Posted June 2, 2005: "Maybe
we got lucky, but it worked beautifully. Weed control was excellent."
That's how
Michigan State University extension specialist Dr. Dale Mutch
sums up his first year trying out an organic no-till system
using a cover crop roller based on the one designed and built
at The Rodale Institute®. Drilling feed-grade soybeans
into knocked-down cover crops of cereal rye and hairy vetch,
Mutch and his team obtained yields of around 60 bushels per
acre—in a year in which average soybean yields in their
area were just 40 bushels per acre.
Needless to say, results like that have been attracting attention.
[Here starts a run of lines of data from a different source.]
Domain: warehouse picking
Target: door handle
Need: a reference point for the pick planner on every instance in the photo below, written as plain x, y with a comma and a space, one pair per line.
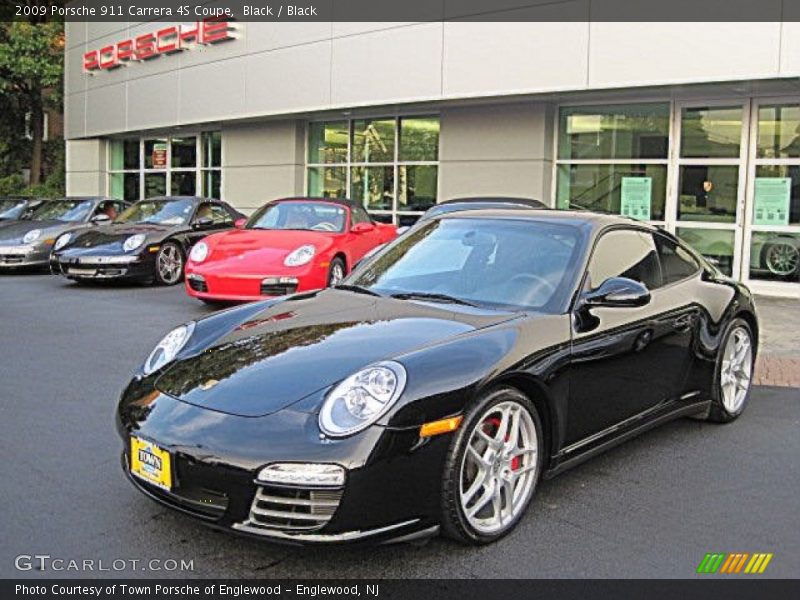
683, 323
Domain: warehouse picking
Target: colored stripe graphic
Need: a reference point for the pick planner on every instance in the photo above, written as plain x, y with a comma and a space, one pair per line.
710, 563
759, 562
724, 563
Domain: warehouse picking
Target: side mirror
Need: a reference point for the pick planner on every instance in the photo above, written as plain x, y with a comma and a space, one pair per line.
362, 228
618, 291
203, 223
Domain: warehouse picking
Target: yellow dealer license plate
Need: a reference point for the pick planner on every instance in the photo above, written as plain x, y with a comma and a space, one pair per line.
151, 463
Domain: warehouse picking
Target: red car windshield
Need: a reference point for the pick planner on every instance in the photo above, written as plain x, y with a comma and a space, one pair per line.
309, 216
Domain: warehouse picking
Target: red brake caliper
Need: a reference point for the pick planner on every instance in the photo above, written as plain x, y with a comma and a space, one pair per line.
495, 423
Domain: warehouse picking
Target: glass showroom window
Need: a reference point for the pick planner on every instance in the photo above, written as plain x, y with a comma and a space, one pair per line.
124, 169
144, 168
389, 164
774, 245
614, 159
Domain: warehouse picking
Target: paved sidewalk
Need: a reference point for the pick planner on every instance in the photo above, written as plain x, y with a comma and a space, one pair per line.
779, 357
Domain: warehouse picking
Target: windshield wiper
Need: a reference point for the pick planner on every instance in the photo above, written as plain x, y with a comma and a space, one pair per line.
431, 296
357, 289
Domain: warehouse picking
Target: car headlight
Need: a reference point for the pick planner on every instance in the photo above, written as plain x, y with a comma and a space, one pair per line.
133, 242
32, 236
361, 399
167, 349
300, 256
62, 241
199, 252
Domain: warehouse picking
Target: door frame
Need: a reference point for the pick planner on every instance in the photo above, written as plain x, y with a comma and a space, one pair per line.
676, 162
764, 286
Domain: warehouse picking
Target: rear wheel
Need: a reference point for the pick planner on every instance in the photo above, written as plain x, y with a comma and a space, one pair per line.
734, 373
169, 264
492, 468
336, 272
782, 258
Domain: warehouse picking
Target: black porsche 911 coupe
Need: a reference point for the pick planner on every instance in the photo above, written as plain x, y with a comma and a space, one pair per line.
149, 241
433, 388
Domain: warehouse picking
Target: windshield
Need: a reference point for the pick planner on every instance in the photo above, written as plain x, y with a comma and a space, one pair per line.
70, 211
314, 216
501, 263
160, 212
11, 208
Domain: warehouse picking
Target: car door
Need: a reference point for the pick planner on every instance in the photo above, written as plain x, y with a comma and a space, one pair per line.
625, 360
361, 243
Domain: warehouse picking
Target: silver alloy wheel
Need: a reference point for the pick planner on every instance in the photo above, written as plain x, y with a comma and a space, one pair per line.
737, 369
337, 274
782, 258
170, 264
498, 471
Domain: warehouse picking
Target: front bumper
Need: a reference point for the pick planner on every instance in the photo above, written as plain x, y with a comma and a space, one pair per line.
23, 256
391, 493
230, 287
102, 267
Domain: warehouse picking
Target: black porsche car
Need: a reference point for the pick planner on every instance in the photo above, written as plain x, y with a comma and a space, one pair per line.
148, 242
27, 242
433, 388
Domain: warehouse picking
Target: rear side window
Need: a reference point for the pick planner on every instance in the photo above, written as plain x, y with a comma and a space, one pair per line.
625, 253
359, 215
676, 263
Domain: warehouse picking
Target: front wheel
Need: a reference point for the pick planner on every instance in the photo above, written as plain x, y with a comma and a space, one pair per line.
169, 264
492, 468
733, 375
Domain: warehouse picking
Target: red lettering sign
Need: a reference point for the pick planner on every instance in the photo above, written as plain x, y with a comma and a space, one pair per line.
151, 45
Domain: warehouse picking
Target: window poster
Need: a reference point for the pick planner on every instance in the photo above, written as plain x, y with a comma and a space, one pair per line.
636, 197
772, 198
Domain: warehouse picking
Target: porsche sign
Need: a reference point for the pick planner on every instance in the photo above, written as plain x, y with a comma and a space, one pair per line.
168, 40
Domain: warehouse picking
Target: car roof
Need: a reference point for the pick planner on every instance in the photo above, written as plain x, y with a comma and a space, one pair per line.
519, 201
343, 201
577, 218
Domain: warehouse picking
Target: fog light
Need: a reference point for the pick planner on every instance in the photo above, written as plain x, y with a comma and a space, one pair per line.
303, 474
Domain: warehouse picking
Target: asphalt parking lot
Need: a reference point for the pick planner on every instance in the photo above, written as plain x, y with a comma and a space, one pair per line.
650, 508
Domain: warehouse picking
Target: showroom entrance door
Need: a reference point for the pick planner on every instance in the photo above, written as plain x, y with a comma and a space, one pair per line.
735, 188
771, 244
709, 179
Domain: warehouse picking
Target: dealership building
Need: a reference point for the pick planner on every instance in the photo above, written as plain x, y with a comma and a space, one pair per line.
694, 127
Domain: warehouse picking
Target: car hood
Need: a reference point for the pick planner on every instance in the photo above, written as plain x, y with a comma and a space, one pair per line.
302, 345
111, 237
259, 248
13, 232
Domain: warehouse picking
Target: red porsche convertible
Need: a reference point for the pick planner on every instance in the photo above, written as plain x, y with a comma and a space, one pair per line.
287, 246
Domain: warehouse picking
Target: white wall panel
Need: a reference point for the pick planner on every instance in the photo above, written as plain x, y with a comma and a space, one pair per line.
483, 59
401, 64
632, 54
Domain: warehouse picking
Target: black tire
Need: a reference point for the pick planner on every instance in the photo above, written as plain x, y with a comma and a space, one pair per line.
170, 251
337, 267
718, 412
454, 521
790, 255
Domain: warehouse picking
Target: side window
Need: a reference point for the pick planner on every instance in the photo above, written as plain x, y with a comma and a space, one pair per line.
110, 208
220, 215
676, 263
215, 212
625, 253
359, 215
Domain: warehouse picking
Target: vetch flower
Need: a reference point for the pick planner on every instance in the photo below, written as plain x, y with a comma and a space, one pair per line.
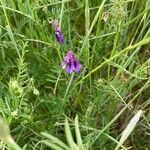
70, 63
58, 34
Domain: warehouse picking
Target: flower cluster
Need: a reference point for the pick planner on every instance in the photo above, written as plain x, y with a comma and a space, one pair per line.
70, 63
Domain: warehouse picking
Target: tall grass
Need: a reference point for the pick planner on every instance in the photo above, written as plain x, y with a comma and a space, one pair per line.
47, 108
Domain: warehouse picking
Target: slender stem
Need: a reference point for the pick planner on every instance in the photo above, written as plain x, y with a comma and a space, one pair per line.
69, 84
12, 143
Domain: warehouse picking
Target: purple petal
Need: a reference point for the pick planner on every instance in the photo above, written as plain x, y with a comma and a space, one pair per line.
59, 37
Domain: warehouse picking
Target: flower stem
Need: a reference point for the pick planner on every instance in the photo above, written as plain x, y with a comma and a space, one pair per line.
12, 143
69, 84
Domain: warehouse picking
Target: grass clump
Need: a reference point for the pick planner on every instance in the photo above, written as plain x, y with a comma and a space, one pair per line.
49, 108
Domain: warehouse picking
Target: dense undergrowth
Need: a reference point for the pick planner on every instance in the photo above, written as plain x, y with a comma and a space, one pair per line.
110, 38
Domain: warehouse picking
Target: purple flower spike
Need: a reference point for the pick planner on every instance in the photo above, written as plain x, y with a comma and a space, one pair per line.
71, 63
58, 34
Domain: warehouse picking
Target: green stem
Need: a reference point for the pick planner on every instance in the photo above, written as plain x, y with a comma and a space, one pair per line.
127, 49
12, 143
69, 84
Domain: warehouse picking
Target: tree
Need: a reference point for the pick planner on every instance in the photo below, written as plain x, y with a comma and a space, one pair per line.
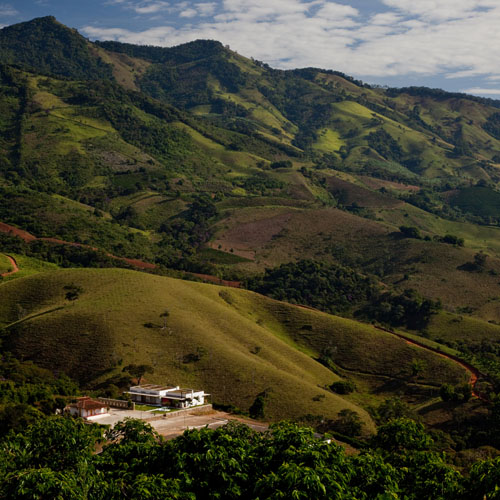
348, 423
138, 371
417, 367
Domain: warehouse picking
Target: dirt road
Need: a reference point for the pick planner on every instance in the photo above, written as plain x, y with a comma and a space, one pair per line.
13, 263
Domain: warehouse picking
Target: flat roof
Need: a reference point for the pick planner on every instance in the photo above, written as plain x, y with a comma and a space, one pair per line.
153, 387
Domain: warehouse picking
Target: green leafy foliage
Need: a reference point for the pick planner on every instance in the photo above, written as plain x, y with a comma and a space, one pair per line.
50, 48
331, 288
55, 457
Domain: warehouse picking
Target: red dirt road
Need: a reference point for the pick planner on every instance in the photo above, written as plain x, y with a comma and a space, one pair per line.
474, 373
13, 263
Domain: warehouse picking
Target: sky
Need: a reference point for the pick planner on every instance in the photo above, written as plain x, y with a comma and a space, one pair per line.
449, 44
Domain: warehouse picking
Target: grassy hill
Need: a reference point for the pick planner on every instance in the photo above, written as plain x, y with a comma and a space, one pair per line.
233, 343
199, 159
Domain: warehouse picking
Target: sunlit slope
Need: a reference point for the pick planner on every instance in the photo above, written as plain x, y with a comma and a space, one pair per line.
233, 343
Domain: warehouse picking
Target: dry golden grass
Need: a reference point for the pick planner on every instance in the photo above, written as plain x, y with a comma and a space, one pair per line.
246, 343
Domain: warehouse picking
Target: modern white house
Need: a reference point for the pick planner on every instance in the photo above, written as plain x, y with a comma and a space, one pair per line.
87, 408
173, 396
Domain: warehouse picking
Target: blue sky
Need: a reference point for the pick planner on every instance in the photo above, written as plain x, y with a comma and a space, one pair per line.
451, 44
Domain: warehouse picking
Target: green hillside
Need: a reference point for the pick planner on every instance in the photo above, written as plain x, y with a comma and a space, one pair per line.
197, 159
233, 343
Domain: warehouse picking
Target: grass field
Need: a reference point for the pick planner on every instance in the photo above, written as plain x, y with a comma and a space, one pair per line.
5, 264
233, 343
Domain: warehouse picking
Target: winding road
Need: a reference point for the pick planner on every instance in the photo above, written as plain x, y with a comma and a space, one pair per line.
474, 373
13, 263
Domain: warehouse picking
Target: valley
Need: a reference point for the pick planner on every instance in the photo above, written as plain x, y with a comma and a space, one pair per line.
297, 241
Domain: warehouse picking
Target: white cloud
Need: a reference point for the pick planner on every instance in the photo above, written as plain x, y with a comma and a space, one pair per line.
206, 8
456, 38
481, 91
189, 13
440, 10
150, 8
7, 10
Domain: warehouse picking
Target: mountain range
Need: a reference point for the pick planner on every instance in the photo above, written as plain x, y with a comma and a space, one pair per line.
310, 187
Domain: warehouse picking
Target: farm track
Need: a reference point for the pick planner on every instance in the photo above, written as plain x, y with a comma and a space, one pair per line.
13, 263
474, 373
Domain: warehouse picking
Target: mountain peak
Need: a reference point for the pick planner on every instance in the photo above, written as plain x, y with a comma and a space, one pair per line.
46, 46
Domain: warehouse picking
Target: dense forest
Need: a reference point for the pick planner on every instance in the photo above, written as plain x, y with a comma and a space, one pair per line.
377, 206
55, 458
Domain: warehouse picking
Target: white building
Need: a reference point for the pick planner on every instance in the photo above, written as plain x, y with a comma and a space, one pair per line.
87, 408
174, 396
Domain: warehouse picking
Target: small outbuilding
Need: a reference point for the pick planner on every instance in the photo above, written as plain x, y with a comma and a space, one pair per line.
87, 408
172, 396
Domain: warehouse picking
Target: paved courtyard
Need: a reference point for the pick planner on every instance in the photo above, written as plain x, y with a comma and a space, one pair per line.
169, 427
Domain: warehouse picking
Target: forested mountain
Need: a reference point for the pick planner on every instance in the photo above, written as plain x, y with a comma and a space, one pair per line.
307, 186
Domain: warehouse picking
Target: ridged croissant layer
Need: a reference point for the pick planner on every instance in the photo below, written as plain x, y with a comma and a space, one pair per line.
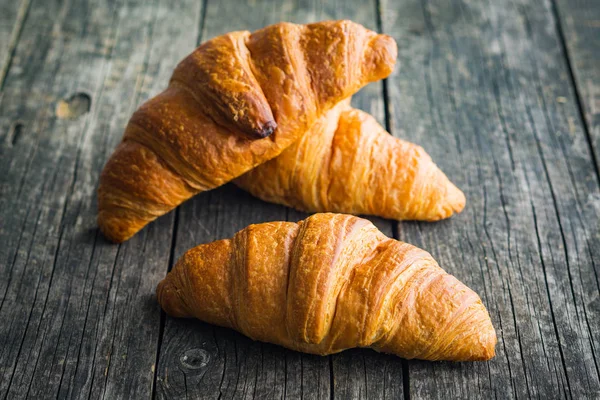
329, 283
237, 101
349, 163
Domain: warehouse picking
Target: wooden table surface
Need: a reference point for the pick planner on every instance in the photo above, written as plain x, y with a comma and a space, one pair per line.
504, 95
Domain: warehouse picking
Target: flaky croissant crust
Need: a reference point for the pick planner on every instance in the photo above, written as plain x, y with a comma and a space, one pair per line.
329, 283
349, 163
237, 101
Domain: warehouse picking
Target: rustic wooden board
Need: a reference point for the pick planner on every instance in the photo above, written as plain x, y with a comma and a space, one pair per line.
78, 314
12, 15
482, 88
580, 30
226, 364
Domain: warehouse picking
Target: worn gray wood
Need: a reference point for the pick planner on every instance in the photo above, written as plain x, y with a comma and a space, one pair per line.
485, 88
12, 15
237, 366
579, 21
78, 314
Since the 2004 soybean harvest, Mutch says, he's presented
the results of the trial to a total of about 125 organic farmers
and 75 conventional farmers—and has gotten enthusiastic
responses from both groups. "I've got a lot more guys
interested in organic now than ever before," he notes,
"especially with organic bean prices as strong as they
are."
While Mutch remains cautious about recommending the new system
to farmers, he's eager to subject it to a second year of testing
in his research fields at the Kellogg Biological Station (KBS)
in Hickory Corners, Mich. "We're on a sandy loam soil,"
he points out—farmers on different soil types may experience
dramatically different results. And again, they may have gotten
lucky with the weather: "Last season it rained every
day in May," he says—conditions that favored no-till
over standard tillage and that helped produce thick, vigorous
cover crop stands. This season, too, the system will spread
to Illinois, where one of Mutch's former post-docs will be
working with another, identical roller at a USDA-Agricultural
Research Service station in Urbana.
Carpe diem
"We'd been playing around with [organic no-till systems]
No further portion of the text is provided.